When Hannah disobeys us then asks why we’ve disciplined her, Mary and I sometimes paraphrase what the apostle Paul wrote to the church in Ephesus, regarding the Fifth Commandment: “Children, obey your parents in the Lord, for this is right. ‘Honor your father and mother’–which is the first commandment with a promise–‘so that it may go well with you and that you may enjoy long life on the earth’” (Ephesians 6:1-3 NIV). The alternative, we tell her, is for us to eat her. A little hyperbole never hurt anyone, but it sometimes leads Hannah to paraphrase back to me Paul’s next line: “Fathers, do not exasperate your children . . .” (Ephesians 6:4a NIV). Smart aleck.

Obedience to God’s commands also leads to power. In Deuteronomy 11, Moses instructed the Hebrews “If you carefully observe all these commands I am giving you to follow–to love the Lord your God, to walk in obedience to him and to hold fast to him–then the Lord will drive out all these nations before you, and you will dispossess nations larger and stronger than you” (Deuteronomy 11:22-23 NIV). And in Deuteronomy 28:1, God promised to raise Israel “high above all the nations of the earth” as long as they heeded His voice and obeyed His commands. In Deuteronomy 28:9 (NIV) Moses reiterated this truth: “The Lord will establish you as his holy people, as he promised you on oath, if you keep the commands of the Lord your God and walk in obedience to him.”

As we keep God’s commands as grace-covered children of the New Covenant, as we yield ourselves to God’s authority, as we love Him and fear Him, we open our hearts and our lives to receive His unlimited power for His Kingdom, His glory, and our joy. As Jesus said to his apostles before His arrest, “Very truly I tell you, whoever believes in me will do the works I have been doing, and they will do even greater things than these, because I am going to the Father. And I will do whatever you ask in my name, so that the Father may be glorified in the Son.
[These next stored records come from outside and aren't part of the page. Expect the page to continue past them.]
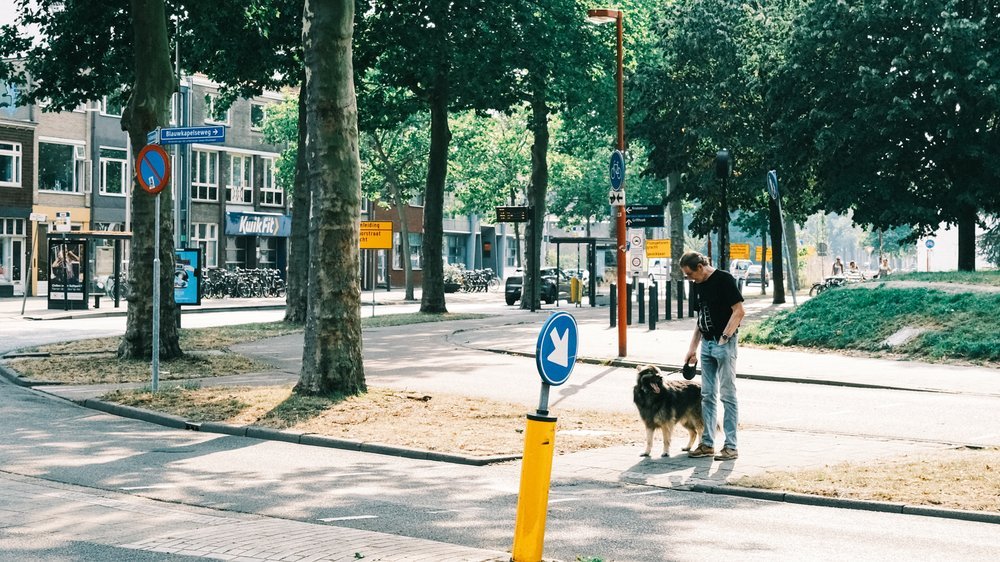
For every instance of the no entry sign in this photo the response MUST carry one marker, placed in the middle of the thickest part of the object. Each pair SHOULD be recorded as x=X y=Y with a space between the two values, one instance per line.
x=153 y=168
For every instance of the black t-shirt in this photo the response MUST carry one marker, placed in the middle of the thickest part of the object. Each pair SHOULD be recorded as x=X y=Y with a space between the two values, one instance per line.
x=714 y=300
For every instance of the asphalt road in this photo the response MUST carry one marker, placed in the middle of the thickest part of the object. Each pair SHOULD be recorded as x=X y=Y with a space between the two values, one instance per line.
x=49 y=439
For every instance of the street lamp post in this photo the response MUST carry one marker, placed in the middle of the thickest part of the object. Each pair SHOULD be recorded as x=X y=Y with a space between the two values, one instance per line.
x=598 y=17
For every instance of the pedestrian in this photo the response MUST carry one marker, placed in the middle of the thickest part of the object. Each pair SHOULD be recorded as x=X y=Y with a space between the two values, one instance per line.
x=720 y=310
x=838 y=267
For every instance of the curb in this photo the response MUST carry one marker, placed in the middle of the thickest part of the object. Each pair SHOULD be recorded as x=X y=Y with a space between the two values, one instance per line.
x=844 y=503
x=270 y=434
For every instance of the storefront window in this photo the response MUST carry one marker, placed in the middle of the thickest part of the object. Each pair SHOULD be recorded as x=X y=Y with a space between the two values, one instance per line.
x=416 y=251
x=10 y=164
x=206 y=237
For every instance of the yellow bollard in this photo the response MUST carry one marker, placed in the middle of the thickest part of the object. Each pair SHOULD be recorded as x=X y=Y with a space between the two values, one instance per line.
x=533 y=497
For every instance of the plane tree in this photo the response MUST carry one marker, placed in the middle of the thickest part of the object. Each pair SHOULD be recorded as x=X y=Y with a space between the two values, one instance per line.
x=66 y=54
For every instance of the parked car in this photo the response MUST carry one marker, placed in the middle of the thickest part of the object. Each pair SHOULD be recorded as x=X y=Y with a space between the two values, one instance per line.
x=756 y=274
x=555 y=284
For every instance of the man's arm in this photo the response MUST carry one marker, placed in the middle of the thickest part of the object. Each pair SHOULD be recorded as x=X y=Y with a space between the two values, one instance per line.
x=693 y=349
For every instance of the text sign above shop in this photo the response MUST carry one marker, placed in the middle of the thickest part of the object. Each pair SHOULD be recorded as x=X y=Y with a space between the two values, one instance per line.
x=258 y=224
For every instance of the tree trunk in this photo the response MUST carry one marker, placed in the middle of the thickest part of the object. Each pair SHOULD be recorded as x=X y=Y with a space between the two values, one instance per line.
x=296 y=300
x=778 y=277
x=676 y=207
x=536 y=198
x=331 y=356
x=147 y=108
x=404 y=242
x=432 y=297
x=967 y=238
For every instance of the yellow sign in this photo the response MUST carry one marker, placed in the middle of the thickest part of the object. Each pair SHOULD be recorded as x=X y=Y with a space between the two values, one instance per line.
x=658 y=248
x=759 y=252
x=376 y=235
x=739 y=251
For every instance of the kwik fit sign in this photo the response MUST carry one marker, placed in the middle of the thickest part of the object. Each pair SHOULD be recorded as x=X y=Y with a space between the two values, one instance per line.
x=258 y=224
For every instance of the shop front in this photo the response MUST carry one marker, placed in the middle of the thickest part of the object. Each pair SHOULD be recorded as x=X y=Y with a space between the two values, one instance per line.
x=257 y=241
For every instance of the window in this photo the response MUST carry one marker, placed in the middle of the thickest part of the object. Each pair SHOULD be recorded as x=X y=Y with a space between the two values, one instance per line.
x=270 y=194
x=112 y=105
x=416 y=251
x=456 y=249
x=240 y=188
x=257 y=115
x=10 y=164
x=205 y=176
x=206 y=237
x=213 y=113
x=114 y=171
x=57 y=167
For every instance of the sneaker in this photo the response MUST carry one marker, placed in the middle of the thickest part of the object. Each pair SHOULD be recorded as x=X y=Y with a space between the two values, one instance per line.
x=703 y=450
x=727 y=454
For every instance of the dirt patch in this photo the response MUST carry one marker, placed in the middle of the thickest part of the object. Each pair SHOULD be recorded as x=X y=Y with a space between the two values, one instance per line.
x=958 y=479
x=436 y=422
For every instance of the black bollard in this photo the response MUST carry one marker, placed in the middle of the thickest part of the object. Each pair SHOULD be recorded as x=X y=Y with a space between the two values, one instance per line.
x=641 y=300
x=613 y=303
x=628 y=304
x=666 y=300
x=653 y=306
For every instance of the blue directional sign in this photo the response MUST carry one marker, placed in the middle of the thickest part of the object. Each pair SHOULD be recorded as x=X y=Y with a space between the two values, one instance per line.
x=617 y=170
x=555 y=354
x=189 y=135
x=772 y=184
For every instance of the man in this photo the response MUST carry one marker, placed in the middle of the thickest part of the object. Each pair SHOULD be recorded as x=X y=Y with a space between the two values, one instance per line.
x=720 y=310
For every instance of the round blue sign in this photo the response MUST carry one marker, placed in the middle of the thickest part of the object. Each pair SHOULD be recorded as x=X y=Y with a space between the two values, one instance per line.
x=617 y=170
x=772 y=184
x=555 y=354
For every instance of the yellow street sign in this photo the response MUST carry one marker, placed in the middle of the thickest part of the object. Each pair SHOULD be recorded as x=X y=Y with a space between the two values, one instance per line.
x=658 y=248
x=739 y=251
x=376 y=235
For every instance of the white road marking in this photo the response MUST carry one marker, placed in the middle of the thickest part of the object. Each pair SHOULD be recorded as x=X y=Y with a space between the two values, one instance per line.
x=646 y=493
x=348 y=518
x=150 y=487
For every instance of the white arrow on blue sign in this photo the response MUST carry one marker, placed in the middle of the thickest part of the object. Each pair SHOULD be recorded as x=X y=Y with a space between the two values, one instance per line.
x=617 y=170
x=555 y=354
x=772 y=184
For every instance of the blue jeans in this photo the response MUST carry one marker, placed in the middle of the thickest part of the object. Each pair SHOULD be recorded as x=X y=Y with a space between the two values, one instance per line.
x=718 y=375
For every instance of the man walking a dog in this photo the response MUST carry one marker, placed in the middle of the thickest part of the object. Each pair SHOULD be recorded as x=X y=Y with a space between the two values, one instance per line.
x=719 y=303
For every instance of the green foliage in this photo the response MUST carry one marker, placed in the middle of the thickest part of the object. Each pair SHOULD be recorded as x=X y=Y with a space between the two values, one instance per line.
x=959 y=325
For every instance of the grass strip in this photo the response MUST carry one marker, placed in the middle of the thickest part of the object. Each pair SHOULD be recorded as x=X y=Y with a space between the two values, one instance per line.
x=958 y=325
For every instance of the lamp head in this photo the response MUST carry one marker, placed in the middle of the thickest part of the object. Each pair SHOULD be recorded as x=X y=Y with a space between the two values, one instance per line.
x=601 y=16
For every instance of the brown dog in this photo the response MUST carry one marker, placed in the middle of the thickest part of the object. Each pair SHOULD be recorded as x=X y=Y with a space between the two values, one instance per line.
x=665 y=404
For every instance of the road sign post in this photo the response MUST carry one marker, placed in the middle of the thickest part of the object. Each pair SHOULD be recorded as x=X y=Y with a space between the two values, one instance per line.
x=153 y=174
x=555 y=356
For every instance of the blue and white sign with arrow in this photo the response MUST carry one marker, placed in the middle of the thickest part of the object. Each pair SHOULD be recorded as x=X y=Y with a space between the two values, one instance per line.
x=555 y=354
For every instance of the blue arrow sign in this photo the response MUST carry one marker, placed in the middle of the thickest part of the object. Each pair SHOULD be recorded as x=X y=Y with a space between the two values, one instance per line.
x=772 y=184
x=555 y=354
x=189 y=135
x=617 y=170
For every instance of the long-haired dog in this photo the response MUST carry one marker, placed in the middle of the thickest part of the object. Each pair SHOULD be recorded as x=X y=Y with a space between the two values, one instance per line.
x=665 y=404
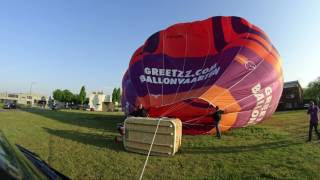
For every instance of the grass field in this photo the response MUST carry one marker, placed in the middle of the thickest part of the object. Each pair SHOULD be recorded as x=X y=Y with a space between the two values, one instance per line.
x=80 y=145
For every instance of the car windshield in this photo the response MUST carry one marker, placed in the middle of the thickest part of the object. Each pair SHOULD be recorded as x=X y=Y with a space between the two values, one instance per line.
x=13 y=164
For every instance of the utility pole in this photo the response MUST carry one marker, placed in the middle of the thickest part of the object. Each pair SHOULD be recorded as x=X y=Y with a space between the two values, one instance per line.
x=30 y=92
You may ask me for anything in my name, and I will do it” (John 14:12-14 NIV). And later He promised the disciples, “Ask and you will receive, and your joy will be complete” (John 16:24b NIV).

Obedience to God’s commands also results in prosperity. “Walk in obedience to him, and keep his decrees and commands, his laws and regulations, as written in the Law of Moses,” David told his son, Solomon, before he died. “Do this so that you may prosper in all you do and wherever you go” (1 Kings 2:3 NIV). In the Second Book of Chronicles, the Chronicler described Hezekiah, one of the most upright kings of Judah, as a man who “did what was right in the eyes of the Lord” (2 Chronicles 29:2 NIV). And as a consequence of “doing what was good and right and faithful before the Lord his God,” Hezekiah flourished. “In everything that he undertook in the service of God’s temple and in obedience to the law and the commands, he sought his God and worked wholeheartedly. And so he prospered” (2 Chronicles 31:21 NIV).

Obedience to God’s commands also leads to long life. After Solomon asked God for wisdom instead of long life and wealth, God told him “if you walk in obedience to me and keep my decrees and commands as David your father did, I will give you a long life” (1 Kings 3:14 NIV). And again, the Fifth Commandment says “Honor your father and your mother, as the Lord your God has commanded you, so that you may live long and that it may go well with you in the land the LORD your God is giving you (Deuteronomy 5:16 NIV). Whenever Hannah questions the wisdom of what we’re asking her to do, Mary and I remind her that obedience leads to things continuing to go well for her. Then we throw in Bill Cosby’s famous line for punctuation: “I brought you in this world, and I can take you out” (Bill Cosby, Himself).